Sunday, September 24, 2017

The Body Speaks


-- By Tom Phillips

DownloadMidway through "Unwanted," a woman steps forward and begins to sing "Ave Maria," in a sweet, clear soprano -- then suddenly rips the name of Mary into a horrific shriek. It's a heart-stopping moment that encapsulates the theme of this piece: the trauma of women raped in war, and the horror they experience bearing the children of their tormentors.

"Unwanted" is the work of Dorothee Munyaneza, a pastor's daughter who was 12 during the genocidal civil war in Rwanda, in 1994. She escaped the war with her family, but years later went back to interview the women who were among its victims -- who carried the unwanted children, often the offspring of men who had murdered their fathers and brothers. These mothers instinctively nursed their babies, against the wishes of their relatives. One recounts a conversation with an aunt who advised her to kill the child before it opened its eyes. "Look," said her auntie, "your child resembles a hyena. How can you nurse a hyena?"  Munyaneza, writhing and recoiling, embodies the emotions of the mother as she kept the boy, nursed the hyena, hid her face from her own kin.  



Munyaneza and her American collaborator Holland Andrews have channeled the rage and despair of these women in shrieks and convulsions, teeth-chattering wails and sobs, and violence -- culminating as they pound long sticks into wooden pots, re-enacting the violation of rape and howling curses against the violators. By this point in the show, some people had walked out of the Baryshnikov Arts Center, but they left too soon. The anger and despair continue, but mixed with resilience, resignation, the stubbornness of the human spirit. The last interview we hear is a woman who says she is an orphan, she lives alone like a beast. But, she says, she can take care of herself, she can do everything for herself. And she gives herself "some kind of peace of mind."

"Unwanted" ends with a song, a recording of a woman singing to herself, a simple, lilting folk tune. Munyaneza sings along, harmonizing, and two voices become one.

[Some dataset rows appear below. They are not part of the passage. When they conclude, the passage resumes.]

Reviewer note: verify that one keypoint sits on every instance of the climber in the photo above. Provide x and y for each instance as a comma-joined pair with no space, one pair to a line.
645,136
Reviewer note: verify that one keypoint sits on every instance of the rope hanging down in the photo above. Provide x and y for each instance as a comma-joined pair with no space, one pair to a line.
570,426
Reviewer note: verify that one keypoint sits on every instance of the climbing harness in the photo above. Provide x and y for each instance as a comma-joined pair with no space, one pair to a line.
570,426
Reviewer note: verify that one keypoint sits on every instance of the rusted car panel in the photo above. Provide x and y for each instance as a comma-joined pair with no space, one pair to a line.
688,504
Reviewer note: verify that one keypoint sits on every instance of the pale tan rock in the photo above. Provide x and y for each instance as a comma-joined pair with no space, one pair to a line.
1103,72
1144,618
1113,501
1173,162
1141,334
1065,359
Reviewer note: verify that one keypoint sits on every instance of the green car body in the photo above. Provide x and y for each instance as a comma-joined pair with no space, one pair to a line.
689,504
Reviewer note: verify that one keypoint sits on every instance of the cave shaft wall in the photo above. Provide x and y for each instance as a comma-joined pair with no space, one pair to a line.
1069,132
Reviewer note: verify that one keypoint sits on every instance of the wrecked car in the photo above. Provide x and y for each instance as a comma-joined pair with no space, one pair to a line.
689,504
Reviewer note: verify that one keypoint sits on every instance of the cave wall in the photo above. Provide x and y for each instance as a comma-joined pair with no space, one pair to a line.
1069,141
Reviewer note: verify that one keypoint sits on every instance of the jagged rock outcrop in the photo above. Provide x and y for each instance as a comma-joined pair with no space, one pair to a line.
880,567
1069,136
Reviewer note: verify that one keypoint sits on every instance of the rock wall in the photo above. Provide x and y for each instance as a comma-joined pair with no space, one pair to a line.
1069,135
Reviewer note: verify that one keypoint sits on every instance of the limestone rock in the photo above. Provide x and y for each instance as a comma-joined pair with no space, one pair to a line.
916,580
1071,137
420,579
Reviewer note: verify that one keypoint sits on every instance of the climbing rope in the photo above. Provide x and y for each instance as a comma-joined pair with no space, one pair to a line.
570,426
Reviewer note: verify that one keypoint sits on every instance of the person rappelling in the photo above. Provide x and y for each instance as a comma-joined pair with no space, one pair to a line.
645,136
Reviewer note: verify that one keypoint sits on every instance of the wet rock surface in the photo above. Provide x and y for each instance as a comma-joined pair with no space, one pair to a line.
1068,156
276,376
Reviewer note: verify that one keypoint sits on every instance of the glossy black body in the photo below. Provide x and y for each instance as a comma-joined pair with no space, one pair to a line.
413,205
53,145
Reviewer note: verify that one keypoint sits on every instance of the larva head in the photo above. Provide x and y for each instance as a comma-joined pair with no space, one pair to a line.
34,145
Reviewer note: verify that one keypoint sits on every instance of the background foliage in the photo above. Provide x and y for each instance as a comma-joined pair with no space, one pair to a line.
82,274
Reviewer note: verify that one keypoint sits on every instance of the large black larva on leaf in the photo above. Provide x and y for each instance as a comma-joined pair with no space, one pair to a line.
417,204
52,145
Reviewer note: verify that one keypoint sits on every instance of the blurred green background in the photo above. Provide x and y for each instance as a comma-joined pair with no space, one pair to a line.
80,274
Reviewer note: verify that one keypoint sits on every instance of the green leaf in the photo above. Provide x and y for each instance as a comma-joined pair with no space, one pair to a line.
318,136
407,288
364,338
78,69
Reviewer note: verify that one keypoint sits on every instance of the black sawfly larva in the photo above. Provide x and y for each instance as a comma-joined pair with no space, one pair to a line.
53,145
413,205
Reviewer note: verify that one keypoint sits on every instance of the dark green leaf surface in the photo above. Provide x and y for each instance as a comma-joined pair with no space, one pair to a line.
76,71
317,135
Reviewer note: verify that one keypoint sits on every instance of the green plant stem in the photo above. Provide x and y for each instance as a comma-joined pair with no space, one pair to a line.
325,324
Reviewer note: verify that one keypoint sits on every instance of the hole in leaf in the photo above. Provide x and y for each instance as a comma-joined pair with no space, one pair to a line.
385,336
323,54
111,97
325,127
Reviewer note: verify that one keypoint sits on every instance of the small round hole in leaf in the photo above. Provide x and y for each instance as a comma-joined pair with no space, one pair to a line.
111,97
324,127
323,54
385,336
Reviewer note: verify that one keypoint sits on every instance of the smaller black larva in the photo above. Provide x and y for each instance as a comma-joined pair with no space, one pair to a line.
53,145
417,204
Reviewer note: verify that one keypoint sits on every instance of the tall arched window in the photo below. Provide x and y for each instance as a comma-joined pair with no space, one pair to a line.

Holland Andrews, Dorothee Munyaneza
Munyaneza's training is in music, but she moves with the grace and power of one who can't separate song from movement. Her performing partner is unlikely -- Holland Andrews, a young American punk-rocker (AKA Like a Villain) with a voice that can alternately charm and freeze the listener, and an arsenal of electronics that amplify and distort those effects.

In a post-performance chat, Munyaneza said she felt a more open response to this piece from American audiences than in Europe. A British citizen who now lives in Marseilles, she sees the subject of rape as a last taboo of western civilization.  Actually, here in America it's been emerging as a public topic since the 1970s, when Susan Brownmiller used female rape victims as witnesses in her groundbreaking study, "Against Our Will:  Men, Women, and Rape."  The issue is reaching a new crescendo now, with recent studies of rape in colleges, and the Trump administration's push-back to defend accused rapists on campus.
    
This isn't to say there's no news in "Unwanted." These voices are the kind that never get near the historical record -- whether in Africa, Yugoslavia, Korea, Syria, anywhere. They are human voices -- used, abused, wounded and broken, but still speaking, singing. Munyaneza has done a prodigious service by finding and recording them, then using her own body and voice to interpret their stories. Attention must be paid.